We walked in and they were fucking to Somewhere Over the Rainbow... I need a new roommate.
I hate the hobo that sits outside our building
Joe or Chris?
do i even wanna kno y u kno their names?
well i came home drunk one night and Chris offered me a beer as i was coming in, it was kinda weird but i wasn't goin to deny a free beer. you're proolly talkin about Joe though, he's the one with the fucked up eye.
I want a meaningful relationship and i wont get one if i keep giving him blow jobs in my basement while watching family guy.
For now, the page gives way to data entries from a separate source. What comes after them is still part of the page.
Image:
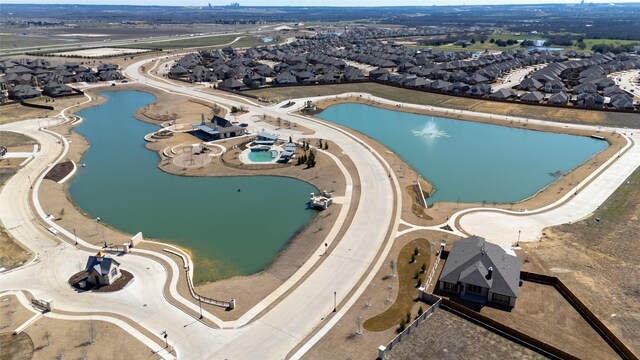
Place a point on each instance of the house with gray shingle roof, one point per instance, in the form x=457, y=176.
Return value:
x=102, y=269
x=481, y=272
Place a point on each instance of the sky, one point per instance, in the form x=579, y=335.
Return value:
x=305, y=2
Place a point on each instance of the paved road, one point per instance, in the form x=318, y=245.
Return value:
x=274, y=334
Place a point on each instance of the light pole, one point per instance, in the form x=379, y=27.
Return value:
x=334, y=301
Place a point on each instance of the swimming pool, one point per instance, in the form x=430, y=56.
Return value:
x=261, y=156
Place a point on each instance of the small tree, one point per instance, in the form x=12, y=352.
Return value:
x=46, y=337
x=402, y=325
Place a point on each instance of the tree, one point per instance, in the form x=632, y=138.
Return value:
x=402, y=325
x=311, y=159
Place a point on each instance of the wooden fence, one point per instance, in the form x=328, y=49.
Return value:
x=616, y=344
x=435, y=303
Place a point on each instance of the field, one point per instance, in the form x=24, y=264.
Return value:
x=453, y=102
x=598, y=260
x=201, y=41
x=101, y=52
x=407, y=287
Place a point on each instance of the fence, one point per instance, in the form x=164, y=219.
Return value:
x=203, y=299
x=616, y=344
x=435, y=300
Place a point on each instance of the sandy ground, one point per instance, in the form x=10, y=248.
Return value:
x=53, y=338
x=448, y=336
x=342, y=342
x=546, y=196
x=598, y=260
x=247, y=290
x=458, y=103
x=549, y=319
x=17, y=112
x=12, y=254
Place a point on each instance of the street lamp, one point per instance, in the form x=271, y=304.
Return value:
x=334, y=302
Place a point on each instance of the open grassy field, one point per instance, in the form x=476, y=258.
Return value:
x=200, y=41
x=453, y=102
x=598, y=260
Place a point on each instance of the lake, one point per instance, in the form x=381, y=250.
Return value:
x=469, y=161
x=229, y=232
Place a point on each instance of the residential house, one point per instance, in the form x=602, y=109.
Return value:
x=481, y=272
x=102, y=269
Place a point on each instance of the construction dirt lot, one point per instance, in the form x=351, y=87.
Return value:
x=597, y=259
x=49, y=338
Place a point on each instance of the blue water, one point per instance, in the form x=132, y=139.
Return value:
x=260, y=156
x=123, y=186
x=473, y=162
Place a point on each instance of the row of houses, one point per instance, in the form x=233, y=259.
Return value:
x=583, y=82
x=28, y=78
x=329, y=59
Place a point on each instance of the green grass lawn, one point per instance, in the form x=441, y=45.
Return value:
x=407, y=291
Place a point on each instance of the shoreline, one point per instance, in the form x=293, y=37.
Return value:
x=533, y=201
x=297, y=236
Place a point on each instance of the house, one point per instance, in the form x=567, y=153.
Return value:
x=56, y=89
x=102, y=269
x=481, y=272
x=530, y=84
x=503, y=94
x=532, y=97
x=20, y=92
x=265, y=138
x=559, y=98
x=218, y=128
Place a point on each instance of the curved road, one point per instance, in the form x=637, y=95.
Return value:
x=271, y=336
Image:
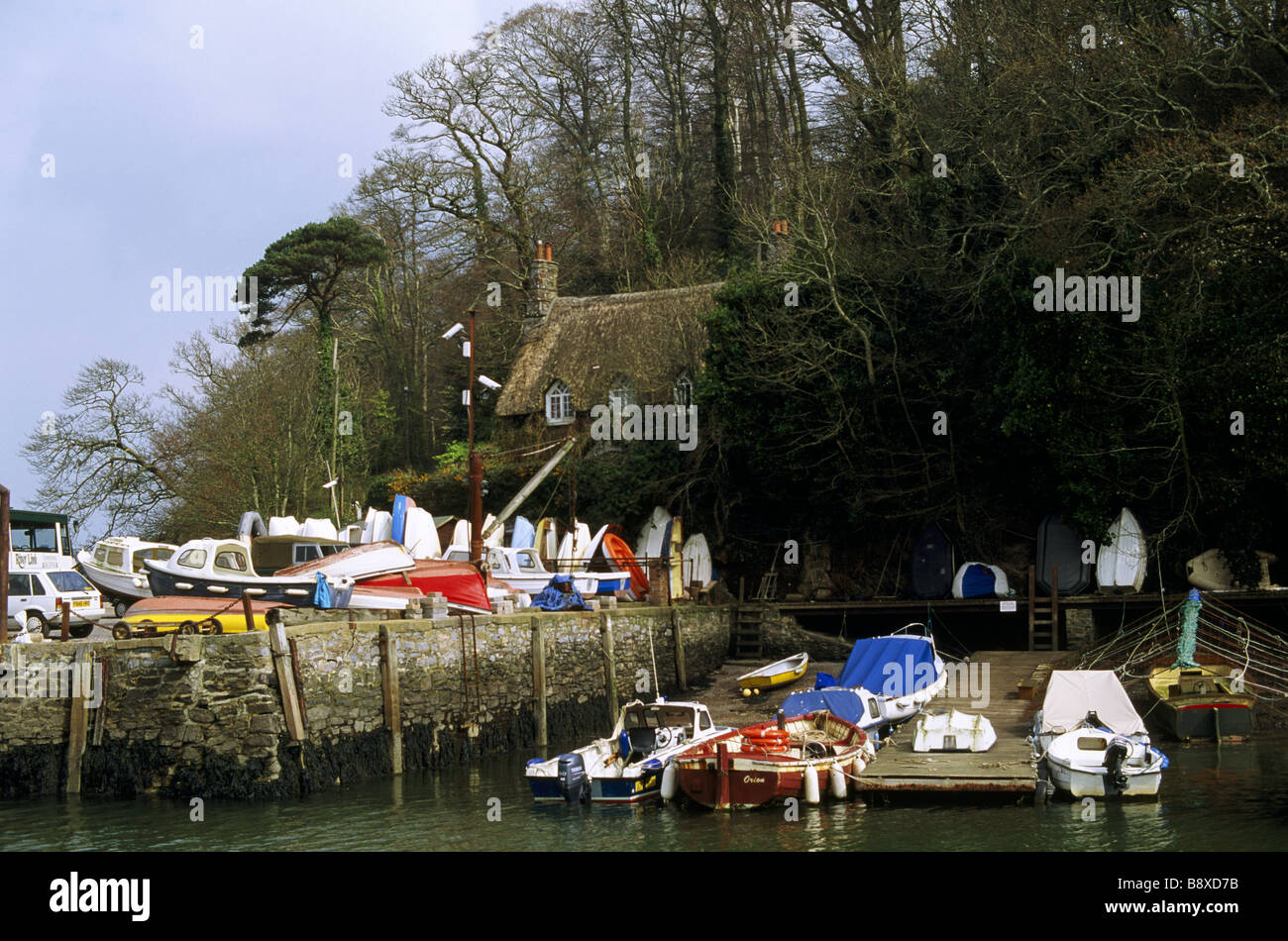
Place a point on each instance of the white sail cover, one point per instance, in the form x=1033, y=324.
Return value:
x=1073, y=692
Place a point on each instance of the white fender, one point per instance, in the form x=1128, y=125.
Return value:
x=811, y=794
x=670, y=782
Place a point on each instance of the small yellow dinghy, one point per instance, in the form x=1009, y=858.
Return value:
x=780, y=674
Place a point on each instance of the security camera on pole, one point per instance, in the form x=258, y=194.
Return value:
x=476, y=460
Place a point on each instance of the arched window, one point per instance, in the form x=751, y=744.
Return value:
x=558, y=404
x=621, y=394
x=684, y=390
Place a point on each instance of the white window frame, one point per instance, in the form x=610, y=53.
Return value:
x=559, y=403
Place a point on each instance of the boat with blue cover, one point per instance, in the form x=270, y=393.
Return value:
x=885, y=681
x=627, y=766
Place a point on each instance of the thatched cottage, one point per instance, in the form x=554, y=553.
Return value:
x=617, y=351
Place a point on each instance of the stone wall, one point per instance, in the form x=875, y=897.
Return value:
x=204, y=716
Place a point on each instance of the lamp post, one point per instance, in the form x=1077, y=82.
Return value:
x=476, y=465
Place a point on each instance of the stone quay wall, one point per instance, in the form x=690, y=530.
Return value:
x=206, y=716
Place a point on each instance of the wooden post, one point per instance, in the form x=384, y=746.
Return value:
x=681, y=674
x=539, y=680
x=389, y=686
x=81, y=666
x=605, y=630
x=4, y=564
x=1055, y=606
x=286, y=682
x=722, y=772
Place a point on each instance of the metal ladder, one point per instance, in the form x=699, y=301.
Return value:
x=748, y=631
x=1044, y=613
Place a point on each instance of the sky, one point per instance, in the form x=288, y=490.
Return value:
x=141, y=137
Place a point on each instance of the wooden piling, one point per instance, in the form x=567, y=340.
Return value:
x=82, y=667
x=539, y=680
x=4, y=564
x=681, y=674
x=286, y=682
x=389, y=686
x=605, y=631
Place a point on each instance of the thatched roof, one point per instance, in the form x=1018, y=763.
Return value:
x=647, y=336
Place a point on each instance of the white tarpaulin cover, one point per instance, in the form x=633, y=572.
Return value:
x=1073, y=692
x=953, y=731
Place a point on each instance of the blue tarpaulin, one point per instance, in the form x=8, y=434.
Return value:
x=890, y=666
x=554, y=598
x=978, y=580
x=322, y=593
x=844, y=703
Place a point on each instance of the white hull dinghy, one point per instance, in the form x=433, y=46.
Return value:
x=952, y=731
x=1121, y=564
x=1090, y=739
x=115, y=566
x=632, y=763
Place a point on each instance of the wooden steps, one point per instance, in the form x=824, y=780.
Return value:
x=1043, y=613
x=748, y=631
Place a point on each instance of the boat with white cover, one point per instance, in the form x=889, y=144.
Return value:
x=115, y=567
x=520, y=570
x=887, y=680
x=1090, y=739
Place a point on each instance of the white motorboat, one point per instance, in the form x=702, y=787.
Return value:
x=1090, y=739
x=115, y=567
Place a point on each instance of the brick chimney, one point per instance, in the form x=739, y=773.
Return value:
x=542, y=286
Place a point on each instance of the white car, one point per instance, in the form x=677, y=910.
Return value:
x=37, y=596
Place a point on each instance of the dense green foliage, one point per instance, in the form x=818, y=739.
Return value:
x=884, y=362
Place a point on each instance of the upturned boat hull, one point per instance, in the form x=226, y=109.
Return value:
x=1199, y=703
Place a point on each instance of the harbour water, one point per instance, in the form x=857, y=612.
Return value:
x=1233, y=798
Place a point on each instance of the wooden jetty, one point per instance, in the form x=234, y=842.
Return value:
x=1004, y=769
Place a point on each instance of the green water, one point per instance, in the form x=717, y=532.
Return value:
x=1234, y=798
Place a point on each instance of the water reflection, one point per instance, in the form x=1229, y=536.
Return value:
x=1229, y=798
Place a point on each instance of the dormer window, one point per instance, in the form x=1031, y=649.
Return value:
x=559, y=404
x=684, y=390
x=621, y=395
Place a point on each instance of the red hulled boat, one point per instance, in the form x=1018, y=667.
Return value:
x=805, y=757
x=459, y=582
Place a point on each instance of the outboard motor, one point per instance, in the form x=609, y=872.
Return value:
x=1115, y=759
x=574, y=783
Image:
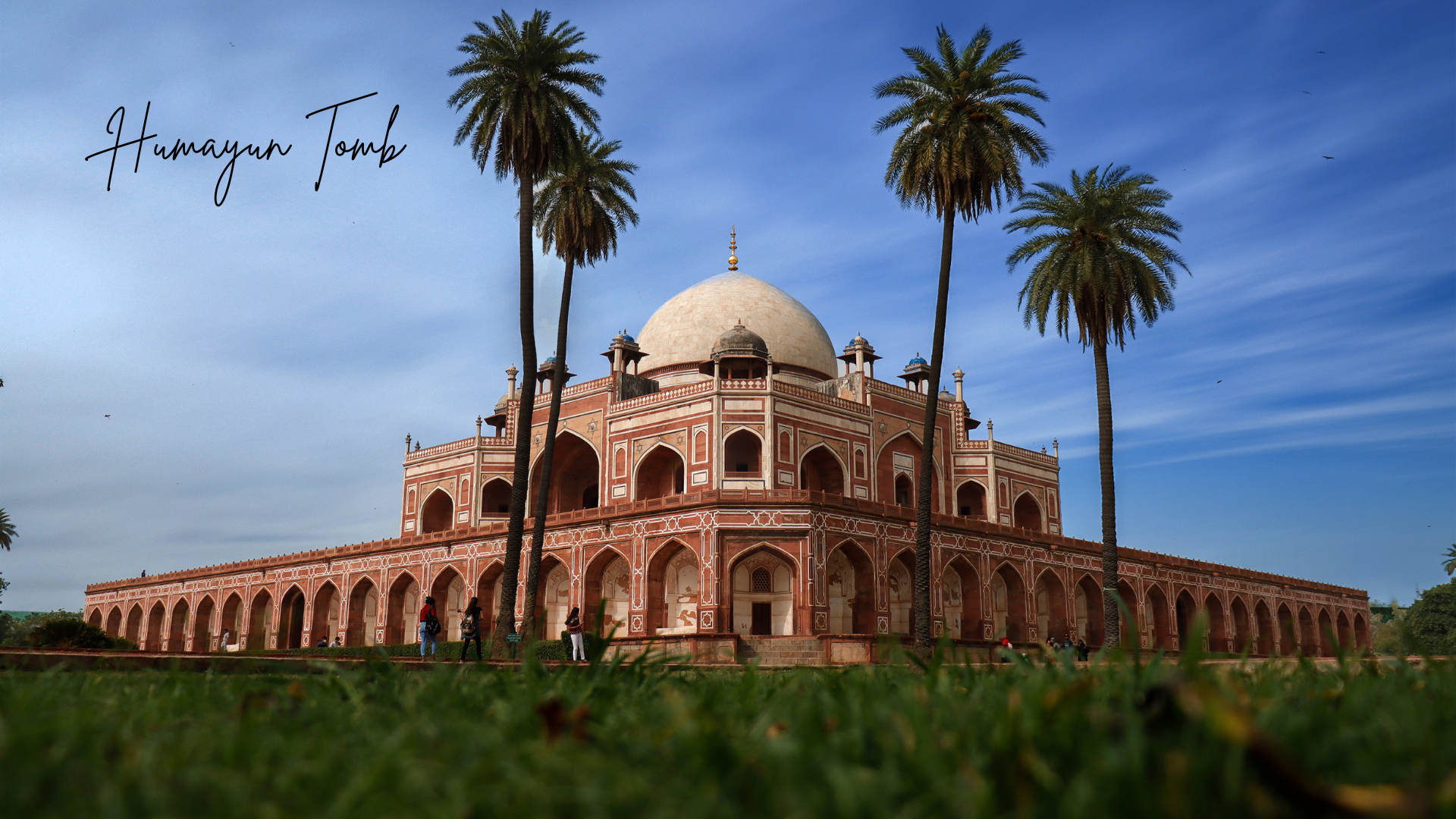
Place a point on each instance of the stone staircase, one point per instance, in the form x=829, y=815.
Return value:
x=781, y=651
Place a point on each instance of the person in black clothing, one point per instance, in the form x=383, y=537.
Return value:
x=471, y=629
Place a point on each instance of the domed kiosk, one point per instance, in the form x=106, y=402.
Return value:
x=682, y=334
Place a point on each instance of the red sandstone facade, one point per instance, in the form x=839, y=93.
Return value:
x=734, y=494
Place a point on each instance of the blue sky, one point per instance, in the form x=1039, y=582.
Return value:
x=261, y=362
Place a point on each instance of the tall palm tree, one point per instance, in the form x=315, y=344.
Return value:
x=6, y=531
x=960, y=150
x=525, y=104
x=1104, y=264
x=582, y=203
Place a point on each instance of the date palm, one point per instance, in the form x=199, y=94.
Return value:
x=582, y=206
x=523, y=102
x=1100, y=262
x=963, y=137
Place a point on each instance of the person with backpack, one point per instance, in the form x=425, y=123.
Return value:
x=579, y=651
x=471, y=629
x=428, y=627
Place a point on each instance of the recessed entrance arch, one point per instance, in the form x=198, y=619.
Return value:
x=820, y=471
x=327, y=605
x=673, y=589
x=202, y=626
x=177, y=635
x=660, y=474
x=764, y=592
x=1027, y=513
x=742, y=455
x=259, y=621
x=363, y=614
x=1052, y=608
x=290, y=620
x=402, y=615
x=851, y=583
x=437, y=513
x=609, y=579
x=970, y=500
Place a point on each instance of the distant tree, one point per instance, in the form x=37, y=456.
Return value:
x=525, y=104
x=1432, y=620
x=582, y=203
x=1100, y=260
x=959, y=152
From the trajectory of the puke, I must have fallen off the top bunk while trying to vomit, due to the dented bucket, ruined carpet, and bruised dignity I now own.
bad decision saturdays are such a good decision
We did naked snow angels in 14 degree weather, you can't tell me you had more liquor at that party
I stole so many things from the ER last night.
We are, if nothing else, classy enough to leave our 10 mini bottles of wine in a polite line on the floor of the movie theater.
As if right now I am a humanitarian. Full story to come in the morning. It involves sex.
I am here to underwhelm you with my vagina
It's going to be so weird waking up tomorrow morning fully rested completely sober and not covered in piss or bruises.
Me and tommy were trying to figure out why our printer was jammed, found a condom stuck in the paper slot. #collegeprobs
BTW, does Anne know that we used the lipstick she is currently wearing to was used to write the word "ASS" on my ass cheeks last night?